GVDL paid me one of the best compliments I've had as a writer. It's one of those small things that might make all the difference, just like the suggestion several years ago that I should blog. It won't be forgotten.
And yet he said something equally devastating, but true. He said that my thinking is a work in progress; at least that's what I heard. I have decided not to decide. I'm not on a mission. I just have a direction and I'm not completely convinced and don't particularly need to be ... the word evades me. I need to be right, I just don't always feel like proving it.
So I twittered the fragment that stuck and later began to explain what I meant, which is perfectly apropos. A provocative tweet was enough to satisfy the moment. But now I have to explain. To wit.
What if skilled people are not supposed to think?
Think philosophically is what I mean. What if happiness were only possible from thinking a particular combination of thoughts? What if everybody who has to work for a living and gather skills will never have enough time or discipline to put that combination together in their heads?

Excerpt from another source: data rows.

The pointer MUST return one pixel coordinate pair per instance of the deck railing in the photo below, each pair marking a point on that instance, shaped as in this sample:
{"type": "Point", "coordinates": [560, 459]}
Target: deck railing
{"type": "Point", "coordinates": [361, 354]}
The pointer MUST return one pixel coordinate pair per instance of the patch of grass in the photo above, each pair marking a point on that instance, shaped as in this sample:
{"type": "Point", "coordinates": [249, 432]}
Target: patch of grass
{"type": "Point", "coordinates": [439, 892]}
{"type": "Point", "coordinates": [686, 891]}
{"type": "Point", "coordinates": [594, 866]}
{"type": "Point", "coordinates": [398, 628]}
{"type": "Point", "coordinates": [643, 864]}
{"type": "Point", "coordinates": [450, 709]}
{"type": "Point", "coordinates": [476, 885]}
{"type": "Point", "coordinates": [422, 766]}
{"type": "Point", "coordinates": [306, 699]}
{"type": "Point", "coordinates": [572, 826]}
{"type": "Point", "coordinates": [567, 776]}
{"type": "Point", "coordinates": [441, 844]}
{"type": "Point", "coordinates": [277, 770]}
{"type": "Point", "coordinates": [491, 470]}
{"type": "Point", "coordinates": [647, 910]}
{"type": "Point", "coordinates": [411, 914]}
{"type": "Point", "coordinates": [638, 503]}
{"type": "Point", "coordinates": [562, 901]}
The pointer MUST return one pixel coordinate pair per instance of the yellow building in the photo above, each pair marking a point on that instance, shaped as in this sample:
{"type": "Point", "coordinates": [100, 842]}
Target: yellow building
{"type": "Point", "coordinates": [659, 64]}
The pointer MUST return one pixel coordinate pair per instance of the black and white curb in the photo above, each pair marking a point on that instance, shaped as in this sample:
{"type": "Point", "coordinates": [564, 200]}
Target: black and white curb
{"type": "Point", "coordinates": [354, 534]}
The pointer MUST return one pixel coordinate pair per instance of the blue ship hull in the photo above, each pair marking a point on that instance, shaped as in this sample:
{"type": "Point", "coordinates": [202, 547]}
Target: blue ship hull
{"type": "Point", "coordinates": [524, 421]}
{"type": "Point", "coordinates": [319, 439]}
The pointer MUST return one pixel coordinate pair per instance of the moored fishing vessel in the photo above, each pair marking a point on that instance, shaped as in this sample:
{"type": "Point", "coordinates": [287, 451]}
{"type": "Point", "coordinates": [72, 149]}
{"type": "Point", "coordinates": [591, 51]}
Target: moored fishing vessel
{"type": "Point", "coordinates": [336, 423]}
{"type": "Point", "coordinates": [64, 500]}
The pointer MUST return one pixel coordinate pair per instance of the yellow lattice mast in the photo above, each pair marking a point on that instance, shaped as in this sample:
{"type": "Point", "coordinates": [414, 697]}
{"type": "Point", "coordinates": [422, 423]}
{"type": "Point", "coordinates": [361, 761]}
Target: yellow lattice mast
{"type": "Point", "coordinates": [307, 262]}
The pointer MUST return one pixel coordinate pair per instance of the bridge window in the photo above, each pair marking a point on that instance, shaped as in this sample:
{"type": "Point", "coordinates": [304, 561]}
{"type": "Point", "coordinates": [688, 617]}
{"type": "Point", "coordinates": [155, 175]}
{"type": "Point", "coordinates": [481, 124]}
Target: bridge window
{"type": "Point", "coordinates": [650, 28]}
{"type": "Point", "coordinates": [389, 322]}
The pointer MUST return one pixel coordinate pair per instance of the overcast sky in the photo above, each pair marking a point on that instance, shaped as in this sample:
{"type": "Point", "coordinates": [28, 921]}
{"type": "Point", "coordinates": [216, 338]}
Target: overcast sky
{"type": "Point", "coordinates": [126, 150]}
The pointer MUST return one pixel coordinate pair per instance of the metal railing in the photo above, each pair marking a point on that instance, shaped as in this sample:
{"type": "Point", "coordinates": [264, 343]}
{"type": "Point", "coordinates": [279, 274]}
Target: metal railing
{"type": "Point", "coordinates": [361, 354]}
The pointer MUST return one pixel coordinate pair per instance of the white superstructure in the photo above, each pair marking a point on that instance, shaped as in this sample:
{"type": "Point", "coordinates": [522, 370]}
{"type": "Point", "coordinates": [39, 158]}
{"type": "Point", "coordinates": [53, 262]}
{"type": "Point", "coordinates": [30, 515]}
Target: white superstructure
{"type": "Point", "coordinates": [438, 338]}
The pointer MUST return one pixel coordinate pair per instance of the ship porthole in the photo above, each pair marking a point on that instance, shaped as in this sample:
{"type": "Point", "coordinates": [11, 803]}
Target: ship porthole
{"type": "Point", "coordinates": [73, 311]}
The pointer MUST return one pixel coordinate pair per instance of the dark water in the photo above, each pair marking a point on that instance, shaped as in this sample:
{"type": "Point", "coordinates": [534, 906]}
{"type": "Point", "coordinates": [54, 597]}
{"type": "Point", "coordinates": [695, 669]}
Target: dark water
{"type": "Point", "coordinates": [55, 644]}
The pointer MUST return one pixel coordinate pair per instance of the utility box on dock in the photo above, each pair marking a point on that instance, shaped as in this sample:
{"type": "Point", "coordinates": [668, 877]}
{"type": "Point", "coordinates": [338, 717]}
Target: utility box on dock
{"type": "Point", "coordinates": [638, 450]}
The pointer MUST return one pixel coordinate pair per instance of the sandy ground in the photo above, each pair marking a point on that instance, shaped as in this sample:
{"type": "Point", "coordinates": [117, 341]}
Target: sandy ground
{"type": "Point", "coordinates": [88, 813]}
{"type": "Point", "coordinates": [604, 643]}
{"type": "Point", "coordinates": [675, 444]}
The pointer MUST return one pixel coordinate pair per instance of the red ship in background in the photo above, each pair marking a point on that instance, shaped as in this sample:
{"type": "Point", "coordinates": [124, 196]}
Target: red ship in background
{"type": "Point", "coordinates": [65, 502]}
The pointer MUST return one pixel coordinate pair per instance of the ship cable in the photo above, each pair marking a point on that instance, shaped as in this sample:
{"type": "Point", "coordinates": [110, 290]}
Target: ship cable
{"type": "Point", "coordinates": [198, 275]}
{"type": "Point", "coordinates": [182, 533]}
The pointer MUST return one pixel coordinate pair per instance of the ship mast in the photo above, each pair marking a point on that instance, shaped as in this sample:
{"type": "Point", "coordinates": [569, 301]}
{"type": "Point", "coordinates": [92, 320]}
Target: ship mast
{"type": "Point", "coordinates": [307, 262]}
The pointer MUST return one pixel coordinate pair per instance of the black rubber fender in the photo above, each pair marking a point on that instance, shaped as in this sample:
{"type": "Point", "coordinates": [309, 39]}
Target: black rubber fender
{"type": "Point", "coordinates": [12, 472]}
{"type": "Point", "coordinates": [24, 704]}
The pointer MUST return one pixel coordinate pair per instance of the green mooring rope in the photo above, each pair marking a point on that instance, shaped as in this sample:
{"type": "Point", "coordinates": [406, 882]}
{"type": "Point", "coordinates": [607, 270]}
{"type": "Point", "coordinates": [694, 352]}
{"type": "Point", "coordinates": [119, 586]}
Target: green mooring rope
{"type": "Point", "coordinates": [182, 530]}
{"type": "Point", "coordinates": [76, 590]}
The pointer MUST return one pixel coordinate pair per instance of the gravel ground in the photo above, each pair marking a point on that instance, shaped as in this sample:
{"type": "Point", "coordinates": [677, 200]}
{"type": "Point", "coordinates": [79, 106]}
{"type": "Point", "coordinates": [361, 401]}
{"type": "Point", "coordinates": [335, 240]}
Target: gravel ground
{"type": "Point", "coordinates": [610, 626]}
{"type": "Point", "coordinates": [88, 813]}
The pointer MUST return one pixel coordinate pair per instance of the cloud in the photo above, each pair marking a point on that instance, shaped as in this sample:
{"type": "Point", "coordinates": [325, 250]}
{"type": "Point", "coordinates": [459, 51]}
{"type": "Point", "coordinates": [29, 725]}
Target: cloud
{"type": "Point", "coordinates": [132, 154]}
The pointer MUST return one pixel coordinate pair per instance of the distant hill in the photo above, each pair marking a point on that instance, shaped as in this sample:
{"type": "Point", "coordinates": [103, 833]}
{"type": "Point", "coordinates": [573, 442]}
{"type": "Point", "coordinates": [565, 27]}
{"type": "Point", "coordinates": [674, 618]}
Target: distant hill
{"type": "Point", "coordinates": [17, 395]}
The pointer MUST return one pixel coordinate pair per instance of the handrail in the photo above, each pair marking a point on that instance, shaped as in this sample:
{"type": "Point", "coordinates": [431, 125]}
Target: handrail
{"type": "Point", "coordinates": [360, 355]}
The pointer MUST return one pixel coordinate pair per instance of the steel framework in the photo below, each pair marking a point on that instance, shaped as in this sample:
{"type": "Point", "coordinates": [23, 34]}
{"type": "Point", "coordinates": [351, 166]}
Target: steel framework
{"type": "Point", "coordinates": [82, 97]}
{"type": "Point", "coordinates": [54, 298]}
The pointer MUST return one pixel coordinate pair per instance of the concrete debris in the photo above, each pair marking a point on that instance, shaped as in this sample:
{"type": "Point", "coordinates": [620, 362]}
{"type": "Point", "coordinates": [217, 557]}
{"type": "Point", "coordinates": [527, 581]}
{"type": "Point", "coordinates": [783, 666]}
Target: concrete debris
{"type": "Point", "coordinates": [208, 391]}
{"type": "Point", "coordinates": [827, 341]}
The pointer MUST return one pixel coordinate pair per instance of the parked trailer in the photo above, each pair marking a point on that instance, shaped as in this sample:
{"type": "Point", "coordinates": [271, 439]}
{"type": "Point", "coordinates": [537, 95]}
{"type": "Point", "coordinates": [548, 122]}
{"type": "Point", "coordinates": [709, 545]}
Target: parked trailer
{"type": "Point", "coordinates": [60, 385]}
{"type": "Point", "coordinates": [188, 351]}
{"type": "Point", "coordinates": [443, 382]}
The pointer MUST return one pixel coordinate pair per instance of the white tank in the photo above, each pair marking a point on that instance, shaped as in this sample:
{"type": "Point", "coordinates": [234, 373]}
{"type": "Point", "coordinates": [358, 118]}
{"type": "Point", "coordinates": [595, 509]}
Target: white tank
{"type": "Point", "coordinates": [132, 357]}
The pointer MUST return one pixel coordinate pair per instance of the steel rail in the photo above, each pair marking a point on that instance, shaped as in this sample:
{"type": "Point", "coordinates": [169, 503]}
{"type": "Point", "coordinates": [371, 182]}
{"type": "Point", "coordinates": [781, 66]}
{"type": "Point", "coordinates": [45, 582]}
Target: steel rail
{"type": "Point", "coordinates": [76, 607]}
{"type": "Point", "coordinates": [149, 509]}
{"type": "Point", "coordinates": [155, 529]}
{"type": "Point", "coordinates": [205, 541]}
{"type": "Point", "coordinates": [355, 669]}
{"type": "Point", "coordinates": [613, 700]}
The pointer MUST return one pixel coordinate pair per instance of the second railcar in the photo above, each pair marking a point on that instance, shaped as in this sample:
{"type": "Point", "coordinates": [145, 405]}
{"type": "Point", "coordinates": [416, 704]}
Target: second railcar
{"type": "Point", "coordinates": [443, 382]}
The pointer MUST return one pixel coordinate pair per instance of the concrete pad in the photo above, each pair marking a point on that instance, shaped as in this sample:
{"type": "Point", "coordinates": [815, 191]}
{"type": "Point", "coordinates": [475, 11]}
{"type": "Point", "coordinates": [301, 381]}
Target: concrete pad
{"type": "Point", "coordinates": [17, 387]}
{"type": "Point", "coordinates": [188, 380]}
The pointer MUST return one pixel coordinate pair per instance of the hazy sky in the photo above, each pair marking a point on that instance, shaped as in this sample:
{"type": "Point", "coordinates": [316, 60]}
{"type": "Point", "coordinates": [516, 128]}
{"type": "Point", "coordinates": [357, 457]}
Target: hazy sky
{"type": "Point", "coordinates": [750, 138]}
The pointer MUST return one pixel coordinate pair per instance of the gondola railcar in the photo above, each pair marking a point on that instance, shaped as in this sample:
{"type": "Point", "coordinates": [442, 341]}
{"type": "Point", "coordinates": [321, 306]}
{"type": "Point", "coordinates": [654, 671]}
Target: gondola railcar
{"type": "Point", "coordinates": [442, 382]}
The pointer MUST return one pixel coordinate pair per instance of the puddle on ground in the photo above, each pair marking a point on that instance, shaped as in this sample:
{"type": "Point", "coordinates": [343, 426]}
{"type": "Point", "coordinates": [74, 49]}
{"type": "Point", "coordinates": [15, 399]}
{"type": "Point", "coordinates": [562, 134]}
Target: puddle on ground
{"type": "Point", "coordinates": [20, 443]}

I think about this whenever I am between projects. Not having to focus on my clients' system problems allows me to free up some brain space with philosophical stuff like this I am writing. English for people instead of Perl for machines. And I'm trying to get that combination - except that I'm happy as a worker. My career fulfills. In my spare time I shoot and drive on the gaming console and I attempt transcendental inquiry. You can expect many thousands of words.
It's maddening to read F. Scott Fitzgerald and Rudyard Kipling at this late date. I know, I have learned and forgotten a dozen computer languages and in the intellectual meritocracy that is some fraction of American society, I have received my props. No I didn't sell a dot com, but I've learned to be satisfied. Don't we all? It's not that they are so utterly brilliant - well it is, but it's also that I might have saved myself some time. I wonder back and I recall thousands of names in my little black electronic rolodex and I try to guess what I said that let them know I wasn't quite ready.
We only know what we know, and we have to accept what we are. But that leaves open what we might be. If human development 'true happiness', or 'true enlightenment' lies on a path before us, we may not always choose or even see that path. I think maybe we're all too busy to get there.